In preparation for the FPPP, the Biospecimen Core Resource (BCR) was tasked with the development of an optimized DNA/RNA co-isolation protocol that improved the integrity of nucleic acids extracted from freshly prepared control FFPE blocks and scrolls compared to “off-the-shelf” commercially available methods. Then, this optimized method was tested on a panel of 13 FFPE biospecimens with existing frozen counterparts in TCGA.  These “Pilot 1” samples were subsequently characterized on existing platforms using protocols for frozen specimens. The participating Genome Sequencing Centers (GSCs) and Genome Characterization Centers (GCCs) compared the quality metrics obtained from the FFPE-derived analytes with those from case-matched frozen specimen-derived data to further optimize the characterization protocols for the FFPE-derived nucleic acids. The results were encouraging and indicated that FFPE derived analytes could in fact be effectively characterized using the TCGA model.  However, during the analysis phase, it was found that numerous variables due to the fact that the FFPE analytes were characterized long after the frozen analytes complicated the identification of molecular artifacts specifically introduced by the FFPE preservation method.

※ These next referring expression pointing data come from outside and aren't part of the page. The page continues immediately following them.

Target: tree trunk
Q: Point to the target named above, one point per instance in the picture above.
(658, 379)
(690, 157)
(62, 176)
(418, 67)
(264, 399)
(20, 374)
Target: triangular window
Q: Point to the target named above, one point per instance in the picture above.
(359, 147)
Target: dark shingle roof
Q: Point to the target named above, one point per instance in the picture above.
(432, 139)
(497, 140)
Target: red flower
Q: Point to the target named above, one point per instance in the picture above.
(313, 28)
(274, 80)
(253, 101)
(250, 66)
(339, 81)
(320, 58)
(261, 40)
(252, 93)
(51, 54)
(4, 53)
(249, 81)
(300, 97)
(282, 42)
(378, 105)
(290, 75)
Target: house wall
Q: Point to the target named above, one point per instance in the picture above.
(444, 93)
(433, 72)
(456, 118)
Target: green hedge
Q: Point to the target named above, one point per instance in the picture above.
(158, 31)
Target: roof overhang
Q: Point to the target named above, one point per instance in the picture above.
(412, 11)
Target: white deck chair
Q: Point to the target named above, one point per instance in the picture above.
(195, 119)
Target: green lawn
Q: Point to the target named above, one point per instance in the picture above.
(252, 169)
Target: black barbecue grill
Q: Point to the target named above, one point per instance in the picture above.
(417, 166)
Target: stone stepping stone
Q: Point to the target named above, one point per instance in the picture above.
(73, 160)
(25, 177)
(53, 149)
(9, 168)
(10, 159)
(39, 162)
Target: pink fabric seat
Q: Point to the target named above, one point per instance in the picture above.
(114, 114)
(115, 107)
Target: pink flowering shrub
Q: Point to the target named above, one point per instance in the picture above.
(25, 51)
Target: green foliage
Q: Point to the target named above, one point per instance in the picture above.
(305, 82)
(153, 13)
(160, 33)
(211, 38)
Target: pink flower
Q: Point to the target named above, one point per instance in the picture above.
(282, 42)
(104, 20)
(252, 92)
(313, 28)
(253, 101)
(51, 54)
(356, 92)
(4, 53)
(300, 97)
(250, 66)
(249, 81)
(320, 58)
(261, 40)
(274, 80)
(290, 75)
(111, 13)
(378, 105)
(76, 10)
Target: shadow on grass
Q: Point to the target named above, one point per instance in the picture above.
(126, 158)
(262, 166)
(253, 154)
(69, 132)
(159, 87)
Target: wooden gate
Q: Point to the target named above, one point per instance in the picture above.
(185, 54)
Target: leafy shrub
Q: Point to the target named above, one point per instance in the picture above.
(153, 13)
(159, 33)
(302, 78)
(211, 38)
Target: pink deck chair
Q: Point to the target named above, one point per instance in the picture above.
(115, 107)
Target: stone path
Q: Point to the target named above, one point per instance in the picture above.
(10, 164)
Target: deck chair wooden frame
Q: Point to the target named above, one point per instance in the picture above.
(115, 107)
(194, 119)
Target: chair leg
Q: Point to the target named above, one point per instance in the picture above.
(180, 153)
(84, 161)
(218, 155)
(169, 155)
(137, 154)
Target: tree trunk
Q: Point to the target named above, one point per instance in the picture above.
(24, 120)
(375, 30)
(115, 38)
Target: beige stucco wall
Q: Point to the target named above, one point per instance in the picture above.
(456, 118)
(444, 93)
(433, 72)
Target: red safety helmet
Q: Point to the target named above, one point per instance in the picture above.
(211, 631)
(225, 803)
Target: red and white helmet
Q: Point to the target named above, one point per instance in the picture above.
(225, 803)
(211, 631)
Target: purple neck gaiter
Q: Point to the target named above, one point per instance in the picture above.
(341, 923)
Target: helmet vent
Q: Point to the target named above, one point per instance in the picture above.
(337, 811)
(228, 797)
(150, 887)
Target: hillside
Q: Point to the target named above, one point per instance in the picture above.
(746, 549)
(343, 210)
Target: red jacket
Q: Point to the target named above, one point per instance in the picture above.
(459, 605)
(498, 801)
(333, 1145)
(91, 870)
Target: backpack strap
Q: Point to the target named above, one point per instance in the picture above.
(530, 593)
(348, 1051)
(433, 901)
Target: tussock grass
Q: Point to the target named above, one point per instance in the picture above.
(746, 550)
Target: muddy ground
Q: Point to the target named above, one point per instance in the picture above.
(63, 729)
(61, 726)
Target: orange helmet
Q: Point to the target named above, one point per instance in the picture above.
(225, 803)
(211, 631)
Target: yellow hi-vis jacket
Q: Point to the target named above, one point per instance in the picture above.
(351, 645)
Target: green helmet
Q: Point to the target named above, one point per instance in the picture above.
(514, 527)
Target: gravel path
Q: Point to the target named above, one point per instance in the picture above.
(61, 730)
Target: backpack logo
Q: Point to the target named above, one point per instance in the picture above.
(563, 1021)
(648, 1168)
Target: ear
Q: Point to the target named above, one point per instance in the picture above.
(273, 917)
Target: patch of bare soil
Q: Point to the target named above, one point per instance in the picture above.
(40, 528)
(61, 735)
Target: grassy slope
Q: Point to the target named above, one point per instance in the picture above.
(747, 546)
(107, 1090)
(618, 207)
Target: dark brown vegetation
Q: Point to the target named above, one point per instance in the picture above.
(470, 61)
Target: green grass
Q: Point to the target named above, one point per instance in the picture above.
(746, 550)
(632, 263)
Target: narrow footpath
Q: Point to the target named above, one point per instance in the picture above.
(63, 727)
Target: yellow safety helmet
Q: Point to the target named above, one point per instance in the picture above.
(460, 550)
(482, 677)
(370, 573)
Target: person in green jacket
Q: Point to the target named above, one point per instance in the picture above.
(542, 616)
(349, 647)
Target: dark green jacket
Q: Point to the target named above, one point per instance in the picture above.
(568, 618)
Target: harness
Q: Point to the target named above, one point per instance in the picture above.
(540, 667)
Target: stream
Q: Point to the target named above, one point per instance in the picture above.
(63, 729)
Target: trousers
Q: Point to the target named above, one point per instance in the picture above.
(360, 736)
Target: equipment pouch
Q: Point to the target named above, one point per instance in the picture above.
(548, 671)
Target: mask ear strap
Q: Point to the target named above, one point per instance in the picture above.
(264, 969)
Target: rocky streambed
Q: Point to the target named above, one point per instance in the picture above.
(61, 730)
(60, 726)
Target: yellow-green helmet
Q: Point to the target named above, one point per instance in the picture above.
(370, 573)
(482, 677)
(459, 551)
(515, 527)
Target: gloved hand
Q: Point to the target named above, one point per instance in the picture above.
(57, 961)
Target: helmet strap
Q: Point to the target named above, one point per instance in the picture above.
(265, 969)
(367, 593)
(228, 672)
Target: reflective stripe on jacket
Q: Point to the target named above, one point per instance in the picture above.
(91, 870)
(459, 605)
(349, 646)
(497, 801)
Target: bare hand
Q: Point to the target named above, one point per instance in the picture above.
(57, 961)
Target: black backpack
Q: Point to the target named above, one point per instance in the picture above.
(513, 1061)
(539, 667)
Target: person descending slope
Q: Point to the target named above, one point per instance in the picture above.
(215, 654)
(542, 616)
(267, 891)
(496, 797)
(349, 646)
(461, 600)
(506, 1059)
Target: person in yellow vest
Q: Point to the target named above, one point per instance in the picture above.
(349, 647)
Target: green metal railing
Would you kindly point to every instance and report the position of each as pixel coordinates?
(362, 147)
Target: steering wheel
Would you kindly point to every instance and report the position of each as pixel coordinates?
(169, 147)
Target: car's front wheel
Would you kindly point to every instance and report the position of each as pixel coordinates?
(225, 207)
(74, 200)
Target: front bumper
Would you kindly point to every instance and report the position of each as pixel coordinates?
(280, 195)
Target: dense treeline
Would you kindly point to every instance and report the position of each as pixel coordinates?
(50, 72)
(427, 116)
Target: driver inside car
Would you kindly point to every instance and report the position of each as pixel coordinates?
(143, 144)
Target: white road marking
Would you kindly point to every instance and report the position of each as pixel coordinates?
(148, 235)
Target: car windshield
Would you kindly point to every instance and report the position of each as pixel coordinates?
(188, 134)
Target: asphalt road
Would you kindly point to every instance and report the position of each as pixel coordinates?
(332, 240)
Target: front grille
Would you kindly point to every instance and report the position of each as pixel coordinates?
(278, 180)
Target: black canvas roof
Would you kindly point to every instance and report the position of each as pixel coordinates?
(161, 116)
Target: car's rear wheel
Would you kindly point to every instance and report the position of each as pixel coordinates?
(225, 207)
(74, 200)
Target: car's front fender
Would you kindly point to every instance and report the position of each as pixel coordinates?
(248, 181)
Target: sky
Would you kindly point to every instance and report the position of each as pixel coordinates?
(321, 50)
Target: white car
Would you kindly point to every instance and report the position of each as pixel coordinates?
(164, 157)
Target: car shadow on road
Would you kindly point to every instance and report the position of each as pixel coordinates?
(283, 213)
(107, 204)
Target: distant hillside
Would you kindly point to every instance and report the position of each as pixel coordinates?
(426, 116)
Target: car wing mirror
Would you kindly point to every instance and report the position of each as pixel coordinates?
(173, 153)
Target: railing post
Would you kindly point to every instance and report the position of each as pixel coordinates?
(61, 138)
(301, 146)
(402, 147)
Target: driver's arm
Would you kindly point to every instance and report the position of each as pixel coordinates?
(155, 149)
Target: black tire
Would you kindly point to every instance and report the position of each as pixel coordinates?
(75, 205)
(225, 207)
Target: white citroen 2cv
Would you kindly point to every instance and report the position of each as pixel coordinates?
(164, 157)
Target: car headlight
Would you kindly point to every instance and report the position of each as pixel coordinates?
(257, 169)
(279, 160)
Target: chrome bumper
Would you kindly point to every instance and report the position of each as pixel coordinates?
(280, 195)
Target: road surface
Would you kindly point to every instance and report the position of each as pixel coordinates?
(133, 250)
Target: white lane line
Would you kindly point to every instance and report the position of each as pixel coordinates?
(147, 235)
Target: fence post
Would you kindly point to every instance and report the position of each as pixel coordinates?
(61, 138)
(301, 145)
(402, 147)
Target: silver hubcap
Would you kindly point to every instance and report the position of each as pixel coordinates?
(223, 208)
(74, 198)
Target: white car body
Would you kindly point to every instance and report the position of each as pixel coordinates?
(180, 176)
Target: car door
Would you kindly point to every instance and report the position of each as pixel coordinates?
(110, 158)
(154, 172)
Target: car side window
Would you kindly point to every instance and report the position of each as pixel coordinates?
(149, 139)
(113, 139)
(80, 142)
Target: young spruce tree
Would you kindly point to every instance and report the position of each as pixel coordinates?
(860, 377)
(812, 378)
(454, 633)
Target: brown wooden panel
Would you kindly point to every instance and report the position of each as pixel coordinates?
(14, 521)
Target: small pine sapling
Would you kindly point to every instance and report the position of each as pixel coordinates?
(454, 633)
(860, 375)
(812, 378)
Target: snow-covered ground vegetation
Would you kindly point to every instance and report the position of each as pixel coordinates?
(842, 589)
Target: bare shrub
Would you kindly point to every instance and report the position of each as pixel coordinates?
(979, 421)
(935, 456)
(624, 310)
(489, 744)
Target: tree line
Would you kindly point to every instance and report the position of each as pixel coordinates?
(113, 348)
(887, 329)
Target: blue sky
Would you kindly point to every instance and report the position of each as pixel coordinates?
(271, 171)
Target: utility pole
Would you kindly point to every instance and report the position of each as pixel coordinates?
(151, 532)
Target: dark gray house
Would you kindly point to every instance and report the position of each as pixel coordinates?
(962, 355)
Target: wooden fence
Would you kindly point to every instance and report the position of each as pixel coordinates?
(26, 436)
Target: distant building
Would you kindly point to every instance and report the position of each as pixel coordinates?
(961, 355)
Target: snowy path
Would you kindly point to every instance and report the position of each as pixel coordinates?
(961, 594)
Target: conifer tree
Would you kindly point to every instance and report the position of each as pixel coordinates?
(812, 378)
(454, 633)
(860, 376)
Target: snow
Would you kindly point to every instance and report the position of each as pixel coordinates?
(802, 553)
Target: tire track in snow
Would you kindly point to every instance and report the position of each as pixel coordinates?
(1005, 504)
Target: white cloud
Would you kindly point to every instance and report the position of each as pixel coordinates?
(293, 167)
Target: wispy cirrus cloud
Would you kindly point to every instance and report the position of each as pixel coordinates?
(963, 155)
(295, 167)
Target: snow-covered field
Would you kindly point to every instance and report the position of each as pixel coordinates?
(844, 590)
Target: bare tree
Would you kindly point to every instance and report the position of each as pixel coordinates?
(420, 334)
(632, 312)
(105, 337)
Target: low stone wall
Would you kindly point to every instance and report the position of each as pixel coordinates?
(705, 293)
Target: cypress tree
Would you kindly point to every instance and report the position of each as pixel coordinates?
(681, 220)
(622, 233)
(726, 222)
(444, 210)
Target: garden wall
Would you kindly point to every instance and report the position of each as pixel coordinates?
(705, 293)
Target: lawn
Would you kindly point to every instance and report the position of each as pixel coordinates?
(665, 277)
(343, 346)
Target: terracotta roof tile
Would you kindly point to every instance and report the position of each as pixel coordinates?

As a result, a second phase, “Pilot 2” of FPPP, was designed to further verify the suitability of FFPE-derived DNA and RNA for use in the TCGA characterization model. The FPPP included multiple cancers from 38 patients that were selected based on the availability of matched frozen and FFPE tumor specimens as well as germline DNA extracted from blood. The BCR utilized the newly developed and optimized co-isolation protocol to extract DNA and RNA from the 38 sets of biospecimens.  To ensure suitability for downstream characterizations, these nucleic acids were subjected to the same rigorous quality control standards as are all TCGA samples.  Upon qualification, these samples were sent to the GSCs and GCCs for comprehensive characterization, including whole exome sequencing, RNA sequencing, miRNA sequencing, array profiling (SNP6 and methylation), and analyzed using the best practice approaches implemented by the TCGA characterization centers. The FPPP study allowed direct comparison of results derived from FFPE and frozen tissues in a side-by-side design, thus controlling for any variability in methods and handling.

The FPPP is currently in its analysis phase; the FFPE Analysis Working Group (AWG) is finalizing its findings and preparing a manuscript.  The FFPE AWG consists of representatives from each of the GSCs, GCCs, and Genome Data Analysis Centers (GDACs) at Memorial Sloan Kettering Cancer Center and Oregon Health and Science University.  It is co-chaired by Erik Zmuda, Ph.D., from the BCR at Nationwide Children’s Hospital and Jorge Reis-Filho, M.D., Ph.D., from Memorial Sloan Kettering Cancer Center.  The major objectives are to further define best practices for the use of FPPE-derived nucleic acids in molecular diagnostics and genomic characterizations, to identify artifacts inherent in the use of these analytes, and to design informatic workarounds to compensate for any imposed limitations. These best practices, protocols, and informatic tools developed in the TCGA FPPP will lay the groundwork for future projects at the Center for Cancer Genomics.